In this short clip, Congressman Roy Blunt, (R - MO) sounds reasonable enough, and many politicians today might say something similar if asked about evolution and science education in public schools. But as Governor Rick Perry and the Texas Board of Education may soon find out the hard way, in practice Mr. Blunt's advice is impossible to follow.
Perry made a national splash when he appointed Don McLeroy, a Bryan dentist sympathetic to creationism, to head the Texas BoE in 2007. After the state legislature rejected McLeroy for a second term in May of this year, Perry named Gail Lowe as interim Chairwoman. "Same song, second verse," said Dan Quinn of the political watchdog group Texas Freedom Network. "If Gov. Perry had appointed her during the legislative session, senators would have had the same objections to her nomination as they did to McLeroy’s. She’s a strict ideologue who’s far more interested in promoting ‘culture war’ battles than in making sure kids get an education based on sound scholarship."
Creationist activists have repeatedly pushed for their arguments to be heard in front of federal courts where, so far, those courts have found creationism to be religious in nature and thus unconstitutional. If Mr. Blunt wants futures cases to be purely a matter for Texas or any other state to decide, Congress will have to successfully amend the US Constitution and overturn decades of federal precedent. Until then no state, not even one as independent and influential as Texas, can begin to accomplish what Blunt prescribes.
As far as discussing various theories, in science a theory makes testable predictions. Young Earth creationism predicts the universe is less than 10,000 years old or the geological record is best explained by a recent global flood for example; predictions it failed to meet. Intelligent Design (ID), as advertised by proponents like Lowe or McLeroy, is a more vague concept which relies on logical fallacies and long discredited criticisms of evolutionary biology. Outside of that, "ID makes two primary assertions," explained Dr. Ronald Wetherington, a professor of Anthropology at Southern Methodist University in Dallas, Texas. "One, that there are organs and systems that are irreducibly complex -- meaning they cannot be explained by natural selection operating on incremental changes over time – and two, that such complexity can only be due to an intelligent designer. The former is testable, and all of ID's examples have thus far been falsified. The latter could be considered religious or philosophical in nature, but it cannot be tested."
There is an important qualitative difference between a claim that is religious in nature and a scientific theory that has religious implications. The Big Bang proposes that the universe had a beginning. It is therefore consistent with and has profound implications for any religion which includes a creation story. But the Big Bang, like evolutionary biology, is neither downplayed nor promoted in science classes because of those implications. Rather both are taught because, like all scientific theories, they unite numerous empirical observations and the results of laboratory experiments into a single, testable, explanatory framework.

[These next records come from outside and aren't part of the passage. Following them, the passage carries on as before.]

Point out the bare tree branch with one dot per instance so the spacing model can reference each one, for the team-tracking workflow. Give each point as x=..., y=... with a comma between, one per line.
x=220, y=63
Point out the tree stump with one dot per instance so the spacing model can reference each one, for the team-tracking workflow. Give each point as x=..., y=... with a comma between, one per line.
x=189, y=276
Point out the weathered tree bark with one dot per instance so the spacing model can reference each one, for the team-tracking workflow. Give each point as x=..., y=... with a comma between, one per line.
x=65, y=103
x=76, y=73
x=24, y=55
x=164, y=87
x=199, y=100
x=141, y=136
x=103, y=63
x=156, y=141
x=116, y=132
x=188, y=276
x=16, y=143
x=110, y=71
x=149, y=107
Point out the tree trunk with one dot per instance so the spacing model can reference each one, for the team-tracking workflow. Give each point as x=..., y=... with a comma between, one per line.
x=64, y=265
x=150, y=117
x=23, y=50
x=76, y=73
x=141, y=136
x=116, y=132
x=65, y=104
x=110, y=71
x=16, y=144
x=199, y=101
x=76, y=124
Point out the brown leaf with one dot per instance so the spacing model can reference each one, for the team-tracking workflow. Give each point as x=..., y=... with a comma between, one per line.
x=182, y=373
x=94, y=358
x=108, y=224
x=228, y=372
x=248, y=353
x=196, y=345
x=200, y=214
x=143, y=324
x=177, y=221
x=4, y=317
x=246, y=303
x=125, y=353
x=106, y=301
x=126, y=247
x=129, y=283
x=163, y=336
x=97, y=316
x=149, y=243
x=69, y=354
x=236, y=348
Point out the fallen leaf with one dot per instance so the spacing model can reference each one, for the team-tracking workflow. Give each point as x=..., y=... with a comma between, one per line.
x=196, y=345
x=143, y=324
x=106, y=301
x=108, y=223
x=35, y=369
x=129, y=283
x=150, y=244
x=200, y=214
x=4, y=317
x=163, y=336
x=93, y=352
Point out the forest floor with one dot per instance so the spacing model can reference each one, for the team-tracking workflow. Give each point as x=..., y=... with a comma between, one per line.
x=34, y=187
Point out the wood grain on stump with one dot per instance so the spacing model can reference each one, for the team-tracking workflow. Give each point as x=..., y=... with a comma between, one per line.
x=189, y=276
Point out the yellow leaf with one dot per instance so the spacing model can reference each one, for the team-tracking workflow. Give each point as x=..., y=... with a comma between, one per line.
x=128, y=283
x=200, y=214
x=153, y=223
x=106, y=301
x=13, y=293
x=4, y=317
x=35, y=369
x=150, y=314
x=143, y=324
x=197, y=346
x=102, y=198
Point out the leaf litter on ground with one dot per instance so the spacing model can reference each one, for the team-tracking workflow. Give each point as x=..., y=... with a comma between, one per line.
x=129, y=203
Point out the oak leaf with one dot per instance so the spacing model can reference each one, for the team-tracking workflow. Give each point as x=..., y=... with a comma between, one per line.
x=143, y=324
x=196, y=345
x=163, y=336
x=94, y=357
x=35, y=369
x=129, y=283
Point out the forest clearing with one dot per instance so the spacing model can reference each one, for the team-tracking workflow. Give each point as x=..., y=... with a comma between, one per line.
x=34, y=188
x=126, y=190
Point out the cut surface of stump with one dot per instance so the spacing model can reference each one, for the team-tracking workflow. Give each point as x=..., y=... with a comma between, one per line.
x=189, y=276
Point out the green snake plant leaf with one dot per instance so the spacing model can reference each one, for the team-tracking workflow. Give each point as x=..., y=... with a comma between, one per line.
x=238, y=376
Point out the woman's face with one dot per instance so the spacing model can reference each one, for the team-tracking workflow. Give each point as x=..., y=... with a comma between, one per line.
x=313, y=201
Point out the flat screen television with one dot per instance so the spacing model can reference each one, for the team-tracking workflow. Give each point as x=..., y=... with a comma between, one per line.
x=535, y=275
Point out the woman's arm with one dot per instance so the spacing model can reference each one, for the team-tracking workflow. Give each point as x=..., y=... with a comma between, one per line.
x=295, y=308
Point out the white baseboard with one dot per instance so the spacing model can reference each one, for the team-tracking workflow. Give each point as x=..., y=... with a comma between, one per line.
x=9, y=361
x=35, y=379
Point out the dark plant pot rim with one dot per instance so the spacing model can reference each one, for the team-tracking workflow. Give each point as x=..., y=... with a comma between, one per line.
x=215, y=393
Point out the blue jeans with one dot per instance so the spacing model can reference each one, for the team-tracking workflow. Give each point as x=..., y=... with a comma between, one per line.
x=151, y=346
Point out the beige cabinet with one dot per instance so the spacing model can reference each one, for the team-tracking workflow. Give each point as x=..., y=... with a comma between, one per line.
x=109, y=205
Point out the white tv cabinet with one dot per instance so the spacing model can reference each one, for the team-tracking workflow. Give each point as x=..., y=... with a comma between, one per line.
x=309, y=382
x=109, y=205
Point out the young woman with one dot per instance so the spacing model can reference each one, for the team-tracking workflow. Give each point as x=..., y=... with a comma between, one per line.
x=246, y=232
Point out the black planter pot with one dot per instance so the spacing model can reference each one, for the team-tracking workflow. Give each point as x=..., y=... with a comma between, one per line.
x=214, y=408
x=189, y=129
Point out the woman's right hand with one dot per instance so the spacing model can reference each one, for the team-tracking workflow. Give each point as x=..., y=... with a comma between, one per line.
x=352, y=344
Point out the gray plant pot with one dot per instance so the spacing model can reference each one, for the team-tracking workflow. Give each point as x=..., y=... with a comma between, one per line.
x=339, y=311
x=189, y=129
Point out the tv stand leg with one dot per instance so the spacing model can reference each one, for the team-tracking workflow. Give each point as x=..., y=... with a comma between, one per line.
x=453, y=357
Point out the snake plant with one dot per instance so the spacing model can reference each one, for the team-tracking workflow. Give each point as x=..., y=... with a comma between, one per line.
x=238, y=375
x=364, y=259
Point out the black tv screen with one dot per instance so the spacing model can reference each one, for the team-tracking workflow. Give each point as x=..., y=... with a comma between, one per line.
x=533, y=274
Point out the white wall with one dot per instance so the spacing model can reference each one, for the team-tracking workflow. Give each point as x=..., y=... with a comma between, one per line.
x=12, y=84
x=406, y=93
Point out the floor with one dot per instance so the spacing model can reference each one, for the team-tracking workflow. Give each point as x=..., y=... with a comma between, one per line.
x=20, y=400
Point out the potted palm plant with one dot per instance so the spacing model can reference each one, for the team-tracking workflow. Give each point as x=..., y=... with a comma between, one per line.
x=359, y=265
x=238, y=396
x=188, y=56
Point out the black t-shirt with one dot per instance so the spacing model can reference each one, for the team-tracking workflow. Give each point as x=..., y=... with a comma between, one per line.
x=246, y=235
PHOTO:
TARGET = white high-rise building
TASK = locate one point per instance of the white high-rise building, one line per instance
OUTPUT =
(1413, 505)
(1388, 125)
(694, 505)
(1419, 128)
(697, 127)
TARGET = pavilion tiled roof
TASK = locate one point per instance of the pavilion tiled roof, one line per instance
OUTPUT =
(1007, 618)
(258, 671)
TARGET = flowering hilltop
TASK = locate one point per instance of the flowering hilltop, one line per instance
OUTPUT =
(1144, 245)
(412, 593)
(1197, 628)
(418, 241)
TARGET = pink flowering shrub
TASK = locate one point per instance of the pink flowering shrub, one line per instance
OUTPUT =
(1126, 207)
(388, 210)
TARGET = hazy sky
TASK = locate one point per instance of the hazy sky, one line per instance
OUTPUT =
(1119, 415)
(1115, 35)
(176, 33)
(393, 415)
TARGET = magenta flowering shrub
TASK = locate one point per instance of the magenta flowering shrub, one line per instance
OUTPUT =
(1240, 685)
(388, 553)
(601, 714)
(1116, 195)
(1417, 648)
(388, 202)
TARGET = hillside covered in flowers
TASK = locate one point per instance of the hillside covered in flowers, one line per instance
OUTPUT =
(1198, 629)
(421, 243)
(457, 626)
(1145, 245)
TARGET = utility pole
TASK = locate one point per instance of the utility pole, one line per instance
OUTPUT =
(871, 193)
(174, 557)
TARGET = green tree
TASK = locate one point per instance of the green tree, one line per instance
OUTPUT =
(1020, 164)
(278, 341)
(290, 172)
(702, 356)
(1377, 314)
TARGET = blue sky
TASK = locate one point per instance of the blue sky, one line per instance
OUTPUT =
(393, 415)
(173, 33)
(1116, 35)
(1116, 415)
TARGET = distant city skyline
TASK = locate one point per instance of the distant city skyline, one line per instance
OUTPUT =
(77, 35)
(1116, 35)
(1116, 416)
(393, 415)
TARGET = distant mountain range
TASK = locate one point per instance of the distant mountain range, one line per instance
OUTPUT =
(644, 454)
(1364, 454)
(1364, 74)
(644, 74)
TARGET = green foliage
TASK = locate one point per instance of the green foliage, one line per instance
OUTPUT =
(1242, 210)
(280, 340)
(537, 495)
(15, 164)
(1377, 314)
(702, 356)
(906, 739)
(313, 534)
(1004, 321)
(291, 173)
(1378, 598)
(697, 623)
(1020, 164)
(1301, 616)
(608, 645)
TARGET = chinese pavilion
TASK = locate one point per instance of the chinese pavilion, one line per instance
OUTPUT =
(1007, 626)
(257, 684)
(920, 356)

In an ideal world, the Big Bang and evolution, along with Young Earth, and Intelligent Design creationism would make great illustrations of currently accepted theories, a failed hypothesis, and a topic in philosophy, respectively, to develop key concepts in science and methodology for the benefit of K-12 students. Related topics in geography, government, and civics would be wonderful ways to breathe life into lessons about the Bill of Rights, American history, and the co-equal branches of government. But that's a far, far cry from the classroom discussions creationists hope to usher in by brute political force.
Indeed, if Texas follows Mr. Blunt’s past advice and Gov. Perry’s current lead, it’s a fair bet that many religious Texans will find themselves less satisfied than they are now, a certainty that educational resources already stretched to the breaking point will be strained even further, and entirely possible that local school districts will end up embroiled in expensive, bitterly fought lawsuits pitting neighbor against neighbor in the midst of a sharp economic recession. Regardless of who wins those hypothetical legal showdowns, Texas students, teachers, and taxpayers will be the losers. And, because of the influence Texas has on the national textbook market, as goes Texas, so goes the nation.